How to Use the Discriminant

Solve for k, given Y_Parabola = 1x² + (2k + 10)x + k² + 5,  tangent to the x-axis.

 Mary says “Obviously”, b² – 4ac = 0              (Johnny says, "This may not be obvious.  I will provide a note below.)

(2k + 10)2 – 4(1)( k2 + 5) = 0	Substitution of  a = 1, b = 2k + 10 and c = k2 + 5
4k2 + 40k + 100 –  4k2  – 20 = 0	Expand
40k = -80
k = -2	Done.

               

Note:  At the point where a line is tangent to a parabola, Y_Parabola = Y_Line. Therefore Y_Parabola – Y_Line = 0_.  But in this case the tangent line is the x-axis (given) so the line is simply y = 0.  (or, y = 0x + 0 if you want to be precise!) Since the gradient of y = 0 must be m = 0, we know the tangent is horizontal.
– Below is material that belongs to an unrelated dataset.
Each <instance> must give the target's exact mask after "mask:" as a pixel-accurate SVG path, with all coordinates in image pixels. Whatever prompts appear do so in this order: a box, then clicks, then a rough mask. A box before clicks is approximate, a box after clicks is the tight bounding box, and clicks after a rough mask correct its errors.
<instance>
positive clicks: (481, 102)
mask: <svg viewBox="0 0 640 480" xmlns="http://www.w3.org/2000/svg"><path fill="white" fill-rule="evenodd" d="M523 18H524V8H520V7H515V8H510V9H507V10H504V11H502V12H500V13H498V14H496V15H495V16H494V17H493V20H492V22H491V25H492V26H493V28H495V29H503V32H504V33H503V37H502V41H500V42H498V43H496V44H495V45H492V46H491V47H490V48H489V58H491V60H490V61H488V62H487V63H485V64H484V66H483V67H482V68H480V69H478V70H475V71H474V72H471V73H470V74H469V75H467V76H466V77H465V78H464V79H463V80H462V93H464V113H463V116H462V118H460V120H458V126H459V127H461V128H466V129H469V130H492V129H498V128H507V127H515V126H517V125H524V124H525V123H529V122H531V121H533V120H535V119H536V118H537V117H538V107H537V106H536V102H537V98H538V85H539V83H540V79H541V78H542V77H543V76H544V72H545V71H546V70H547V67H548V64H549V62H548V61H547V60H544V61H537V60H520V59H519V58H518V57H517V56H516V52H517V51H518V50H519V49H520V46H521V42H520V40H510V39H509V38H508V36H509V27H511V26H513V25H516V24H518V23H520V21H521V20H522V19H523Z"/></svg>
This only happens at a stationary point.  But a parabola only has one stationary point (the maximum or minimum).  In this case the stationary point touches the x-axis so it is also the only root of the parabola.  Consequently the discriminant, b² – 4ac is 0.  (Recall that, if there are two real roots b² – 4ac > 0, if there are no real roots b² – 4ac < 0.)

Calculus has only been used in the background to understand the problem.   We never found the first derivative.  This suggests an alternative but more complicated approach.

Alternate method:

m = dy/dx = 2x + 2k + 10 

As noted above, m = 0  (The tangent is horizontal).

0 = 2x + 2k = 10

0 = 2(x + k + 5)

0/2 = 0 = x + k + 5

x =  – k – 5 

Substitute this x into Y_Parabola = 0             (The tangent is the x-axis which is the line y = 0).

1x² + (2k + 10)x + k² + 5 = 0

(–k – 5)² + (2k + 10) (–k – 5) + k² + 5 = 0

k² + 10k + 25 – 2k² – 10k –10k – 50 + k² + 5 = 0

20 = -10k

k = -2          As before. Undoubtedly there exist even more complicated solutions but Johnny will stop here.